# Spider-Man 2 Villains



## John Corn (Mar 21, 2002)

> At a recent press conference prior to the release of Spider-Man, actress Kristen Dunst revealed that the villains for Spider-Man 2 have been decided upon. Doctor Octopus (who appeared in early drafts of the first Spider-Man but was cut out for fear of overcrowding the film) and the Lizard are set to appear, with Venom pencilled in for Spider-Man 3. There is also the possibility that Norman Osbourne's son Harry will resurrect the Green Goblin costume to avenge his father's death. As reported last issue, the script for Spider-Man 2 is being written by none other than Alfred Gough and Miles Miller, creators of Smallville.

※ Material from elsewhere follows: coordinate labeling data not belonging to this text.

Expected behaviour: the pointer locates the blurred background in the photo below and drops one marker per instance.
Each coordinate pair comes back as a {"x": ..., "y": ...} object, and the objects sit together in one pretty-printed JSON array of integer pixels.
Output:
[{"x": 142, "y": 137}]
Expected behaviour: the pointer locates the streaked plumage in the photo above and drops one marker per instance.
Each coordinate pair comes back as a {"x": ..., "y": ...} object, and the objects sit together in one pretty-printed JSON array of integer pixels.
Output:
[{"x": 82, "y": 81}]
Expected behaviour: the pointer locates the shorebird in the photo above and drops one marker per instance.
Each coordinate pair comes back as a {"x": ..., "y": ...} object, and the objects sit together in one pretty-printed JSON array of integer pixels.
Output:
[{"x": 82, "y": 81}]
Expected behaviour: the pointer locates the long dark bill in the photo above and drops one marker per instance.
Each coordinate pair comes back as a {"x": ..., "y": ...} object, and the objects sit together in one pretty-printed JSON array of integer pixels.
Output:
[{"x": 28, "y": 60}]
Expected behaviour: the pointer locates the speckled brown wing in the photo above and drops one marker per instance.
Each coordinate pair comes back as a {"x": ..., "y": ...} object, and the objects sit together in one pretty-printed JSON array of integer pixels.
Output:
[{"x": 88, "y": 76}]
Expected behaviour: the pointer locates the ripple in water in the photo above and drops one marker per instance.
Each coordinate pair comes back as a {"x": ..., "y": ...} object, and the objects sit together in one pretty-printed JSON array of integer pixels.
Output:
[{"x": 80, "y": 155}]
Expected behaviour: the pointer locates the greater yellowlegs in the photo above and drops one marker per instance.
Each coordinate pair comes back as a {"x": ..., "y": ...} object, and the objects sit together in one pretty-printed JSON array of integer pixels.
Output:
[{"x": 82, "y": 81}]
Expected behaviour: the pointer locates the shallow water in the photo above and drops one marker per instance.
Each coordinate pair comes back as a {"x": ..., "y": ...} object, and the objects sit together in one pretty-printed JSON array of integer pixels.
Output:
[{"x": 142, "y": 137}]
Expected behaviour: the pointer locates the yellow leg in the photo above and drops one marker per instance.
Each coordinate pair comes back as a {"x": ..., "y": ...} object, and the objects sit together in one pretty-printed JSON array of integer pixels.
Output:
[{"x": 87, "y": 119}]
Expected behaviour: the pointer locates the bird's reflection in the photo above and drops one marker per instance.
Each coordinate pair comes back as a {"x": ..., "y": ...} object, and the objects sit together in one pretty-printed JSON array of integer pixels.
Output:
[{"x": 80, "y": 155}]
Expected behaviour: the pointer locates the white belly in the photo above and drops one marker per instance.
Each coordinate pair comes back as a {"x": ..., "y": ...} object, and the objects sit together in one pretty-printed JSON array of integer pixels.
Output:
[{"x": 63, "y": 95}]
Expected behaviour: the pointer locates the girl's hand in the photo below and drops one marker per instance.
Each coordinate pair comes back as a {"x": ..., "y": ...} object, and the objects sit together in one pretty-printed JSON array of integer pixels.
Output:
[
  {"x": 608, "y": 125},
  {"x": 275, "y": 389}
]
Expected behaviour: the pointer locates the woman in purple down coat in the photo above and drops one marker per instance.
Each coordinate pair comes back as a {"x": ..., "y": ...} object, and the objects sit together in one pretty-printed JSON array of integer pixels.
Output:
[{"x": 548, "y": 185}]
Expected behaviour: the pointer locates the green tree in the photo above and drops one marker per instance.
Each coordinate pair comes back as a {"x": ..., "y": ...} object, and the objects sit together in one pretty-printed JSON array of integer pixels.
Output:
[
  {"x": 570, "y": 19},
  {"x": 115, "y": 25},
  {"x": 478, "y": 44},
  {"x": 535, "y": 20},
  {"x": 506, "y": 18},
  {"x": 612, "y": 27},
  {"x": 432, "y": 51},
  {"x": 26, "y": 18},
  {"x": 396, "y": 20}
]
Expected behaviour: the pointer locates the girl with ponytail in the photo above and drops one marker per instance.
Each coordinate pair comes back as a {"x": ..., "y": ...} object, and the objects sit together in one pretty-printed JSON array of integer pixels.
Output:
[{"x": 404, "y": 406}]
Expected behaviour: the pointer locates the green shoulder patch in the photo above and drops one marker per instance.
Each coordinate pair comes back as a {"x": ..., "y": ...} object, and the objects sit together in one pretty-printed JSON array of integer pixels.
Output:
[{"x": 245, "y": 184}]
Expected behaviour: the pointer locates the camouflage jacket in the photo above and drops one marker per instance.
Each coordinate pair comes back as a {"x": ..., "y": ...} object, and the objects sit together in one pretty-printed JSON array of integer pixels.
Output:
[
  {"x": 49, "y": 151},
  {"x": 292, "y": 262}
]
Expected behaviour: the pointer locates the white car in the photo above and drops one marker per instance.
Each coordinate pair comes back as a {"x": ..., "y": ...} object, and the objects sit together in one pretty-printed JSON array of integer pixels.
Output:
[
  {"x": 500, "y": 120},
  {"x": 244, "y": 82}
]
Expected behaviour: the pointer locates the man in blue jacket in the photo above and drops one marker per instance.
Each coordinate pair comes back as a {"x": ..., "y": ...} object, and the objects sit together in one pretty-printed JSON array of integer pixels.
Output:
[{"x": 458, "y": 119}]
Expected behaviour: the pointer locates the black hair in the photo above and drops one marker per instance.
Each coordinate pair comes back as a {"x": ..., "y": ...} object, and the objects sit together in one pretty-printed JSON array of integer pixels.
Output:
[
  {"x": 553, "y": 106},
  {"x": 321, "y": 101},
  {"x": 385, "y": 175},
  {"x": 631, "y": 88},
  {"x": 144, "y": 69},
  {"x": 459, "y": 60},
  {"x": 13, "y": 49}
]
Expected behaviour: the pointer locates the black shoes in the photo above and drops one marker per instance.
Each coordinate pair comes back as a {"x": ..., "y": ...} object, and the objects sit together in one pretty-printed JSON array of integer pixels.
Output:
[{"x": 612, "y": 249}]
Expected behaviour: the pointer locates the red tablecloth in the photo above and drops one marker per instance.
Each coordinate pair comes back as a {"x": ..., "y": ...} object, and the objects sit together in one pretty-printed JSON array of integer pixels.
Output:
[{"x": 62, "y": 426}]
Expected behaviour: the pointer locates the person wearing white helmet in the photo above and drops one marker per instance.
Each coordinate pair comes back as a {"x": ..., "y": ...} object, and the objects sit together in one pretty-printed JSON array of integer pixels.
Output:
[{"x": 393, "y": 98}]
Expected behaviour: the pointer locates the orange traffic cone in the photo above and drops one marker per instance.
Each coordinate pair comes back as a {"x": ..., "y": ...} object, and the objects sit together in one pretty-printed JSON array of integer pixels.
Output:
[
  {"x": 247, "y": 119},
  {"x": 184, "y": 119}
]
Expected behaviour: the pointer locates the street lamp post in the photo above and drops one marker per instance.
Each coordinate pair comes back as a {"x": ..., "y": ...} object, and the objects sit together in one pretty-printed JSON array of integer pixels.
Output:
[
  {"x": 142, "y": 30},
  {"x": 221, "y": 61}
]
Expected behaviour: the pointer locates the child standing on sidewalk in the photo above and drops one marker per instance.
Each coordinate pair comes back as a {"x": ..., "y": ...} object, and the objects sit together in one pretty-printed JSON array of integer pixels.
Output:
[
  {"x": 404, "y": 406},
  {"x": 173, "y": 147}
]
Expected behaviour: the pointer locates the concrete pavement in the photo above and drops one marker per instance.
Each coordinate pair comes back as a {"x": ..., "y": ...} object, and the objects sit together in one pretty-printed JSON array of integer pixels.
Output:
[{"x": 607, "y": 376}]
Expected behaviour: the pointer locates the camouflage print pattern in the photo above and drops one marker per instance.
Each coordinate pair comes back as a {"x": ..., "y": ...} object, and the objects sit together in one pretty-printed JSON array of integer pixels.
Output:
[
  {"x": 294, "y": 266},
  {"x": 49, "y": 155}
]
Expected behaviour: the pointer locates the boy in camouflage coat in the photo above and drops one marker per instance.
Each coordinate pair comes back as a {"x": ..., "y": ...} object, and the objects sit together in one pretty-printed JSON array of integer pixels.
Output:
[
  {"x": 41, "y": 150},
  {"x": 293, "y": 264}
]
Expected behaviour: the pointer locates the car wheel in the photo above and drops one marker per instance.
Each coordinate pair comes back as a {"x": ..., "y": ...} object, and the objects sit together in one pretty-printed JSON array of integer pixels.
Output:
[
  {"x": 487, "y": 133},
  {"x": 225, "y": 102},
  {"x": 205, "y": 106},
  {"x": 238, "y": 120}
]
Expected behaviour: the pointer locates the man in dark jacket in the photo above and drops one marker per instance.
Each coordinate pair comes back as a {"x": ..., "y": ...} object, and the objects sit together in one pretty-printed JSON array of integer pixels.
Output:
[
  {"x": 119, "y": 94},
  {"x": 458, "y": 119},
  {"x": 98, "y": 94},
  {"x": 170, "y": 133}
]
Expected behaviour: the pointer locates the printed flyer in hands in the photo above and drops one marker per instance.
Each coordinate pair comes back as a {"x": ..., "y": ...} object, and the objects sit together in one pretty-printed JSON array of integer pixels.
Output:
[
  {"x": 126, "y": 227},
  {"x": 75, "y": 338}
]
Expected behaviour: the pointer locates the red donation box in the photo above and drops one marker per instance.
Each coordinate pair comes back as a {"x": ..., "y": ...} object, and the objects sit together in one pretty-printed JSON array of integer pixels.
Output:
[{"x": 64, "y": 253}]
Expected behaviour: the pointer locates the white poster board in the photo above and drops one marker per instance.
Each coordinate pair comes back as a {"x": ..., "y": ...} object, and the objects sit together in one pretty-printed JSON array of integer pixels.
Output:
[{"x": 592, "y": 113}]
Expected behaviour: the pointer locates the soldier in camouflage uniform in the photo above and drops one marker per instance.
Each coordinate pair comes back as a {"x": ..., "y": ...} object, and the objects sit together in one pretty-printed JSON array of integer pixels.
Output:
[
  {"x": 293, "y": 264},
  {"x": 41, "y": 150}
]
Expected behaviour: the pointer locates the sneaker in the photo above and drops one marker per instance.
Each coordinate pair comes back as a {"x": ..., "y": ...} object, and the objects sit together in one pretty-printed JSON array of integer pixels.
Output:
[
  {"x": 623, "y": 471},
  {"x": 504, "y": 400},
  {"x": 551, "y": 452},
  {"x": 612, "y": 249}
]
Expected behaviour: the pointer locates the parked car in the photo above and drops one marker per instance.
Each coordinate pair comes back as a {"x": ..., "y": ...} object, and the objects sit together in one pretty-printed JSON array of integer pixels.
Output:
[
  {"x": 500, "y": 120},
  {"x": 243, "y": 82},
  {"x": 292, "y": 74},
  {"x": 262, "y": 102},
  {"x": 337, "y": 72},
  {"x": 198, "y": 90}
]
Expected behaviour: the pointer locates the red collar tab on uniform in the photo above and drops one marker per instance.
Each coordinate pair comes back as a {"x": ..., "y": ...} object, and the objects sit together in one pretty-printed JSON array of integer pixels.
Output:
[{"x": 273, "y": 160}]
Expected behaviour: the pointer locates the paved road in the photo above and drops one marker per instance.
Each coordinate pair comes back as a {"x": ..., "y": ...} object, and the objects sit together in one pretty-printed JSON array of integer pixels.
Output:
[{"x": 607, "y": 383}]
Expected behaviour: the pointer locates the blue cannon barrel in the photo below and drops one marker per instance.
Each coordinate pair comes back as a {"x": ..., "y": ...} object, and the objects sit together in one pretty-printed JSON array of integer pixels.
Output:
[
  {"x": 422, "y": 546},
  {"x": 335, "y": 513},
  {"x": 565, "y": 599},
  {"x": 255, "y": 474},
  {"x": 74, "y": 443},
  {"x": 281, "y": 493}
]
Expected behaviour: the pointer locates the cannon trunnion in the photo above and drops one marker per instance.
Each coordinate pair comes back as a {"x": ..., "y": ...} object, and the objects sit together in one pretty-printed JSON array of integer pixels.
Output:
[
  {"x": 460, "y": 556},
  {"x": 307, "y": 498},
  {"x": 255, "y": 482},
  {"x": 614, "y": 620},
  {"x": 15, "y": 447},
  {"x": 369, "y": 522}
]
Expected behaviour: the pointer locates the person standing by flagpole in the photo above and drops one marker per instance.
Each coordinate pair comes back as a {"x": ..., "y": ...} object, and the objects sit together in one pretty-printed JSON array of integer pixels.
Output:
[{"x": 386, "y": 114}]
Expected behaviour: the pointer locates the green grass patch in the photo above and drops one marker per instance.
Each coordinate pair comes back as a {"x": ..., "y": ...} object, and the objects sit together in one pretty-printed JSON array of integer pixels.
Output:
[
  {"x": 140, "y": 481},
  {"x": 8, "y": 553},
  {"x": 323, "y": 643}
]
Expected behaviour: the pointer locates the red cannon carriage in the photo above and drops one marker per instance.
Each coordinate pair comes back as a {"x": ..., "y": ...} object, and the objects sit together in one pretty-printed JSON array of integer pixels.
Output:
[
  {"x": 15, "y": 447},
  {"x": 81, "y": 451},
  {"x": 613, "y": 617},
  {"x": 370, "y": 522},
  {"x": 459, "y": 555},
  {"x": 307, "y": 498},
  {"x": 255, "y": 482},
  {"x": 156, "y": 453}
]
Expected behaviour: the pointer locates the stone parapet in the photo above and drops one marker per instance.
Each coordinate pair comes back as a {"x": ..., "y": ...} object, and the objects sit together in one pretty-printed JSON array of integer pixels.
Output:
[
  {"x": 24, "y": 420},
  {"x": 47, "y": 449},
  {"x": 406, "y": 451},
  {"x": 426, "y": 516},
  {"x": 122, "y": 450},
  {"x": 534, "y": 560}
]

We can't wait!
> 
> - The Magazine NFA


----------



## jrjcd (Apr 23, 2002)

raspberries on venom when you can have GOOD villians to choose from like kraven the hunter, the vulture(s), the sandman, mysterio, kingpin(the real one), or the rhino...


----------



## Richard King (Mar 25, 2002)

You realize of course that they gave away the plot of SM2 by stating that they have the evil doers all lined up for SM3. I would guess from this that Spider Man will survive SM2.


----------



## jrjcd (Apr 23, 2002)

so what-at the end of star wars three anakin skywalker becomes darth vader..(did i spill the beans on that one???)


----------



## Richard King (Mar 25, 2002)

Yep. I haven't seen a Star Wars flick since the original played in the theatre when it first came out, in a galaxy far far away.


----------



## Kevin G (Jul 3, 2002)

What do you mean? Venon IS a good villian! CGI-intensive, but awesome! The question becomes how are they going to explain Venon's orgins, and how are they going to do it without giving the smaller viewers nightmares.

Carnage would be awesome, too. Unfortunately, they'd need an 'R' rating to do it properly.


----------